The handler/trainer always has to be aware of all the scents a source may be presenting to the dog. I know a dog handler that has a massive collection of animal bones to proof with. When I visited the handler's home, I noticed all the animal bones were stored right next to the human remains freezer. I convinced the handler to toss all those animal bones and I'm pretty sure the dogs proofed off those bones were in conflict. Dried bones will absorb most scents in their vicinity and hold them for a long time unless cleaned properly with distilled water and heat. Even then I use new dogs(set up a blind where a dog team unfamiliar with the scent is asked to work an area) to show me if a source or proofing source is as it should be.
A seminar I used to teach at requested I set up a problem that I had set up one year on a whim.
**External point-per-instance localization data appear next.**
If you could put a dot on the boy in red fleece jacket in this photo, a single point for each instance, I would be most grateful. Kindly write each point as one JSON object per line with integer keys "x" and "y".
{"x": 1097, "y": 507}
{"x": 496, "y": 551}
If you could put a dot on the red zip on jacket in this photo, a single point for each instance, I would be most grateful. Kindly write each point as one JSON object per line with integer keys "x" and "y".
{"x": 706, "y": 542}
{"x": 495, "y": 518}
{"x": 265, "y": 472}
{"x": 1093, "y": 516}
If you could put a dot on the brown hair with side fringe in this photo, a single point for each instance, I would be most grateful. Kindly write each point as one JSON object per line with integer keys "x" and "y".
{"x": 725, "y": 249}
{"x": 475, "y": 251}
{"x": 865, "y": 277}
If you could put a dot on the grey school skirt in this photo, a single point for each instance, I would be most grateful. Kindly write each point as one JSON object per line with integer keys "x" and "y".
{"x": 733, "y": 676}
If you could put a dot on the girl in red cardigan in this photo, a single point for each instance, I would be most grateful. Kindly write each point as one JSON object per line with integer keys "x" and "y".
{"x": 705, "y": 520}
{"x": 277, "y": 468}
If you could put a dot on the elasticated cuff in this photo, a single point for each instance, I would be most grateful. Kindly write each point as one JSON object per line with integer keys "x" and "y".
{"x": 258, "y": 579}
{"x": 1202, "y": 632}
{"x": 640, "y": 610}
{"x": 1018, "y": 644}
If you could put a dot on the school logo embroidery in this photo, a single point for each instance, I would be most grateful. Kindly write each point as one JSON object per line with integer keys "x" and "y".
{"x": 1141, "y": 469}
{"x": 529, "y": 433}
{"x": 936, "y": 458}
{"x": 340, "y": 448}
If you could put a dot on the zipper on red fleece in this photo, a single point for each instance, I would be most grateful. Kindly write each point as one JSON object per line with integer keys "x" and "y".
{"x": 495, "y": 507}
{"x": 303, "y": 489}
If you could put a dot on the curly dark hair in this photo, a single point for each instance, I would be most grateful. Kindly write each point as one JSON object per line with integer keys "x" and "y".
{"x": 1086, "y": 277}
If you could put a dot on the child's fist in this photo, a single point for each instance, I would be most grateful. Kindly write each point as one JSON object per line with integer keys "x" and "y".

I called it "handler hell." I went to multiple stores and got all the containers I'd ever seen handlers use, these being blanks. I collected road kill for two weeks. I then went tot he local butcher and got routine meat sources. I set up handler hell with all the gotchas I've ever seen other handlers get burned on or ignore. I first place two real human remains sources in the area, one being bone and one being decomp with a good distance between them. I then start tossing distractions all over the area. I had one instructor tell me at the end of the seminar that I'd forgotten to collect "that scented puppy tennis ball in the hanging suet cage that his dog had just alerted on when every one was done." I told him to keep it as it was a clean blank for the dogs that are tennis ball crazy. That instructor will remain nameless.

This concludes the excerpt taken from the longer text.